One of the keys to covered call writing success is knowing how to determine support and resistance levels. A support level is a stock price low that the price has hit and recovered from to advance back up due to more buying than selling of shares. This is referred to as the trading floor until a stock price breaks below it. The resistance level is a higher level that the stock price has hit and pulled back due to more selling than buying of shares. This ceiling acts as resistance that the stock price must break through to advance higher.
The more times the price has hit a support or resistance level, the stronger it is and more difficult to move through it. The longer it takes for the stock to test
these levels, the stronger they are to break through. For example, an intraday test is not as strong as a one week test of these levels. The higher the stock volume at the level, the stronger the level is holding. For example, if volume is above average and the stock price doesn’t break out then the level will hold and be more difficult to go through.

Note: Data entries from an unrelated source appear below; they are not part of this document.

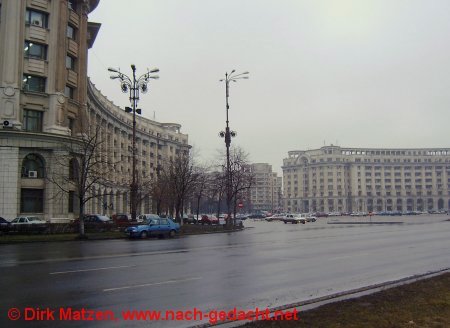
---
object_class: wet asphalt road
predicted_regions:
[0,216,450,327]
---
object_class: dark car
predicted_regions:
[125,218,180,238]
[111,214,136,230]
[200,214,219,225]
[248,213,266,219]
[74,214,114,232]
[11,216,47,232]
[183,215,198,224]
[0,216,11,233]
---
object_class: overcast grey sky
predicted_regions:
[89,0,450,172]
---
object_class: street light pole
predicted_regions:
[219,70,248,226]
[108,65,159,221]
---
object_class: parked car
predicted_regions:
[265,214,284,222]
[306,214,317,222]
[0,216,11,233]
[248,213,266,219]
[111,214,131,224]
[306,214,317,222]
[11,216,47,232]
[137,214,161,222]
[183,214,198,224]
[282,214,306,224]
[73,214,114,231]
[125,218,180,238]
[200,214,219,225]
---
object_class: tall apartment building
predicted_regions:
[282,145,450,212]
[250,163,282,212]
[0,0,189,219]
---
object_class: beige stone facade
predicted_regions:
[282,146,450,212]
[0,0,189,219]
[250,163,282,212]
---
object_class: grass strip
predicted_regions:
[245,273,450,328]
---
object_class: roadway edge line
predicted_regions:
[189,267,450,328]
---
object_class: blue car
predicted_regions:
[125,218,180,238]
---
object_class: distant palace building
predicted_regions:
[282,145,450,212]
[0,0,189,219]
[250,163,282,212]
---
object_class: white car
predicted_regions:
[282,214,306,224]
[11,216,47,224]
[11,216,47,232]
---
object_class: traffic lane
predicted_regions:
[0,215,448,266]
[1,220,448,318]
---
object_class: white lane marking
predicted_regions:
[49,265,135,274]
[103,277,202,292]
[330,253,370,261]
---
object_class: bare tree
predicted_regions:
[162,153,198,224]
[188,166,212,219]
[217,146,255,224]
[47,125,113,238]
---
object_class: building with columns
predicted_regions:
[250,163,282,213]
[282,145,450,212]
[0,0,189,219]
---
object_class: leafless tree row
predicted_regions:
[47,126,254,236]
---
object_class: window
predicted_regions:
[23,109,43,132]
[67,117,75,136]
[23,75,45,92]
[20,189,44,213]
[69,158,79,181]
[25,9,48,28]
[64,85,75,99]
[67,0,77,11]
[23,41,47,60]
[66,25,75,40]
[66,55,75,71]
[22,154,45,178]
[69,191,75,213]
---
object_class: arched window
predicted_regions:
[22,154,45,179]
[69,158,79,180]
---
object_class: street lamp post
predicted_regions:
[219,70,248,226]
[108,65,159,221]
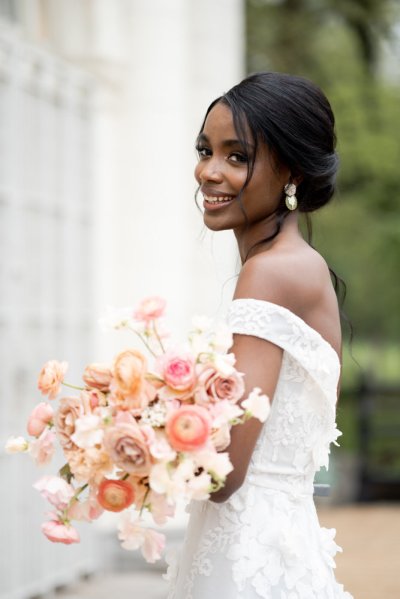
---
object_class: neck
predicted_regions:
[234,210,300,264]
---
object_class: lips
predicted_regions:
[203,192,235,211]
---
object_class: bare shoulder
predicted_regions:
[235,242,334,318]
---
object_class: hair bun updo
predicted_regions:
[211,72,339,212]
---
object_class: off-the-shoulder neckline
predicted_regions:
[231,297,341,366]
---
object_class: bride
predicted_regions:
[169,72,351,599]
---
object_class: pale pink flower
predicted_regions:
[64,447,114,484]
[42,520,80,545]
[194,366,244,406]
[55,397,84,450]
[242,387,271,422]
[133,296,167,322]
[156,349,196,399]
[5,437,29,453]
[147,491,175,526]
[67,490,104,522]
[27,401,54,437]
[118,513,165,564]
[165,405,211,451]
[104,423,152,476]
[211,424,231,451]
[38,360,68,399]
[71,414,104,449]
[82,363,112,391]
[33,475,75,510]
[29,429,56,466]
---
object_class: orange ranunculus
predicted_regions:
[82,364,112,391]
[113,349,147,396]
[38,360,68,399]
[97,479,135,512]
[166,405,211,451]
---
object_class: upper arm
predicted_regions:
[211,252,324,501]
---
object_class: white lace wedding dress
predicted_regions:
[168,299,352,599]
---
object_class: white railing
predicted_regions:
[0,21,101,599]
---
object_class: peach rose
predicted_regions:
[194,367,244,405]
[38,360,68,399]
[157,350,196,400]
[97,479,135,512]
[82,363,112,391]
[166,405,211,451]
[55,397,84,450]
[133,296,167,322]
[27,401,54,437]
[113,349,147,396]
[64,447,113,484]
[42,520,80,545]
[104,423,152,476]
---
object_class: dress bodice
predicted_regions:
[228,299,341,494]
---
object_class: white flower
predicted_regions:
[193,451,233,480]
[118,512,165,564]
[212,323,233,353]
[98,306,138,331]
[242,387,271,422]
[71,414,104,449]
[213,354,236,376]
[5,437,29,453]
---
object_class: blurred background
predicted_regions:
[0,0,400,599]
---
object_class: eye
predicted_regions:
[196,145,211,160]
[228,152,249,164]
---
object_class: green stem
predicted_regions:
[139,487,150,518]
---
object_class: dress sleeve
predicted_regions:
[227,298,340,402]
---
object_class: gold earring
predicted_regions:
[284,183,297,211]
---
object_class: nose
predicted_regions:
[194,156,223,184]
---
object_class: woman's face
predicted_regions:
[195,102,290,231]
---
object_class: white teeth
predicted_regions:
[204,194,233,204]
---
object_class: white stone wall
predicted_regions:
[0,0,244,599]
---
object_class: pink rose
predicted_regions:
[166,405,211,451]
[55,397,84,450]
[194,367,244,405]
[157,350,196,400]
[104,423,152,476]
[38,360,68,399]
[42,520,80,545]
[82,364,112,391]
[29,429,56,466]
[27,401,54,437]
[33,475,75,510]
[133,296,167,322]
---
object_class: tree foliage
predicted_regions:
[247,0,400,340]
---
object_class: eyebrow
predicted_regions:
[197,133,254,150]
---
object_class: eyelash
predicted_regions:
[196,146,249,164]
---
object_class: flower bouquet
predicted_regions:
[6,297,270,562]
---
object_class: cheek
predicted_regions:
[193,162,201,185]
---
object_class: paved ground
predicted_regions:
[45,504,400,599]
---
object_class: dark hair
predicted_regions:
[201,72,339,214]
[200,72,352,336]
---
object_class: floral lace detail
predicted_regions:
[169,299,352,599]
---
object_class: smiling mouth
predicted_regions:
[203,198,235,204]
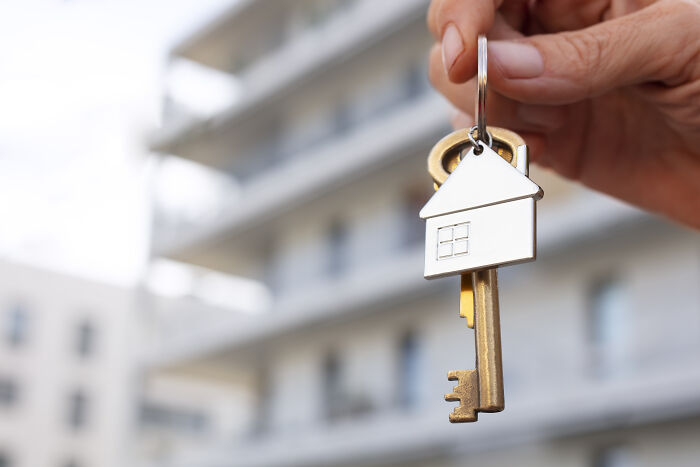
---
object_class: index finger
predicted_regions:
[427,0,504,83]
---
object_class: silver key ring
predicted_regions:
[467,125,493,155]
[474,34,491,147]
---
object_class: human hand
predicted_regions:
[428,0,700,228]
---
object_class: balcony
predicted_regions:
[154,92,448,261]
[153,344,700,467]
[151,0,427,160]
[143,245,432,368]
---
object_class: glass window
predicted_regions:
[75,321,95,357]
[4,305,29,347]
[397,332,421,408]
[322,353,342,420]
[588,278,630,377]
[0,378,18,406]
[67,390,89,429]
[251,369,272,436]
[327,221,348,276]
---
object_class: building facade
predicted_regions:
[142,0,700,467]
[0,262,136,467]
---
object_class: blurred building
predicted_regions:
[141,0,700,467]
[0,262,136,467]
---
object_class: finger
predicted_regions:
[428,0,503,83]
[489,2,700,104]
[429,46,567,132]
[531,0,608,32]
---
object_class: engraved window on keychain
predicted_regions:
[438,222,469,259]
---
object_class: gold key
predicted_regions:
[428,127,527,423]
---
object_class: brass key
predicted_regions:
[428,127,527,423]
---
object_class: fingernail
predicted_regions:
[489,41,544,79]
[442,23,464,73]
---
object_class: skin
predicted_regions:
[428,0,700,229]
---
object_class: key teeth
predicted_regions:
[445,370,479,423]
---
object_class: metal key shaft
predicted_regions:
[445,269,505,423]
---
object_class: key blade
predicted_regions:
[472,269,505,412]
[445,370,479,423]
[459,273,474,329]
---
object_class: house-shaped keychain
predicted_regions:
[420,147,543,279]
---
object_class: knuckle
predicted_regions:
[559,31,607,94]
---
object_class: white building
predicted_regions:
[0,262,136,467]
[143,0,700,467]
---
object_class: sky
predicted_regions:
[0,0,232,285]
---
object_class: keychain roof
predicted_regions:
[420,147,543,219]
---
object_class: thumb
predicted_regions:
[489,2,700,104]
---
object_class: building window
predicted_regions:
[396,332,421,408]
[327,221,348,277]
[251,369,272,437]
[591,446,636,467]
[322,353,374,422]
[67,391,89,430]
[588,278,630,377]
[141,402,208,433]
[75,320,96,358]
[4,305,29,347]
[0,378,19,408]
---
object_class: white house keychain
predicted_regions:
[420,36,543,422]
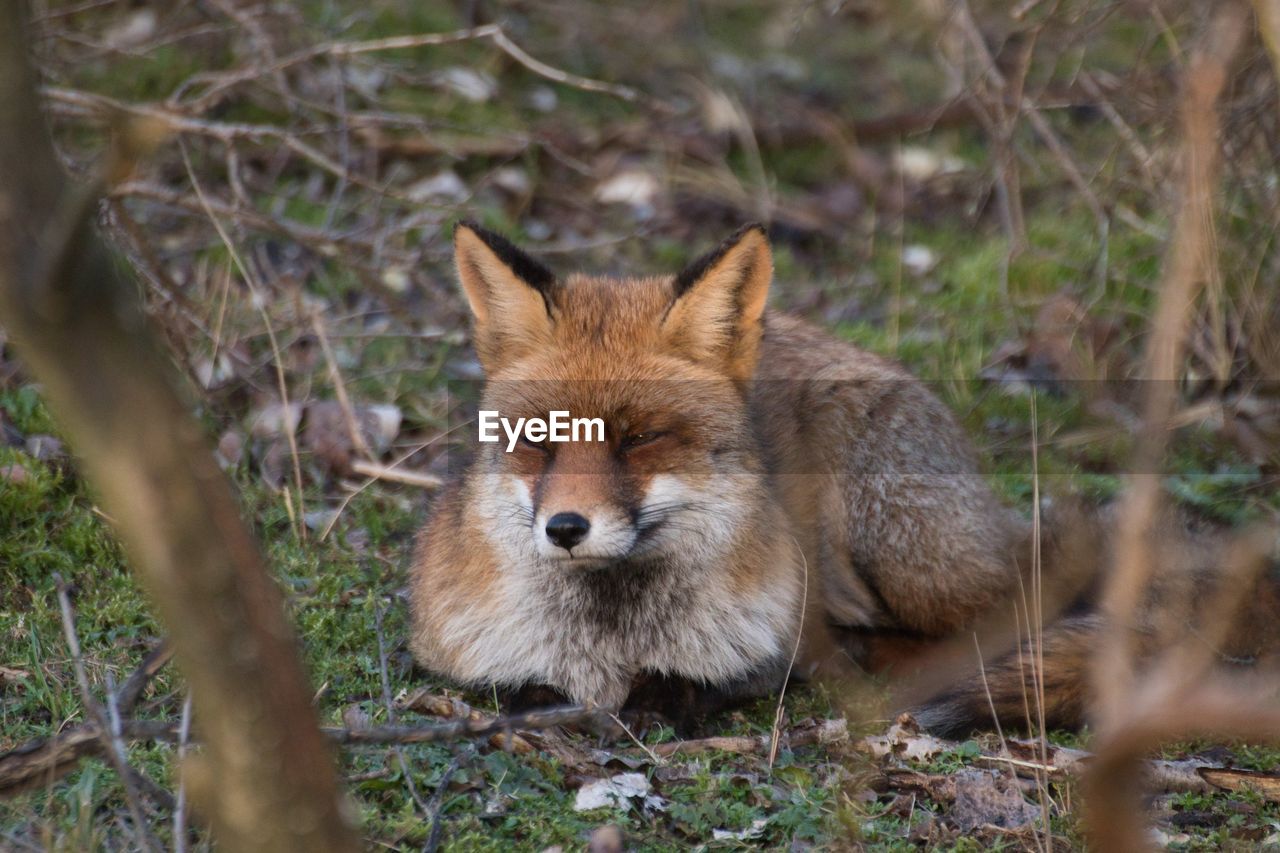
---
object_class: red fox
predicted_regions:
[411,223,1280,730]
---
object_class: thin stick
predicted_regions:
[54,573,160,850]
[173,692,191,853]
[179,141,307,542]
[351,459,444,489]
[1094,3,1245,727]
[422,752,465,853]
[769,537,809,772]
[311,311,375,461]
[374,605,431,820]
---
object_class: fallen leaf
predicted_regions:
[573,774,666,812]
[1197,767,1280,803]
[712,817,769,841]
[947,768,1041,831]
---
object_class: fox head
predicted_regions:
[453,223,773,569]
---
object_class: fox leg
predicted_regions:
[911,613,1103,736]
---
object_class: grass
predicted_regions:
[0,0,1280,850]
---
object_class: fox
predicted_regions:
[410,222,1280,733]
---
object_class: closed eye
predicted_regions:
[620,430,668,452]
[520,433,550,453]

Most technicians draw the support and resistance levels at the lowest and highest price points on a stock chart. If stock price reached a certain support or
resistance level multiple times, you can safely disregard a single price spike above or below these levels.
How can the covered call writer use these support and resistance levels. If a quality stock has successfully tested the support levels, then you know where the price bottom is for that stock. You can also use the support level to tell you when to react as a break below support requires a new decision on what to do with your covered call – close it, roll out, etc. The other use of support and resistance for the call writer is to delay entering a new trade when a support or resistance level is being tested. These price points should be watched closely to see if they hold. If they do not hold, then be prepared to make
a decision on managing the covered call trade.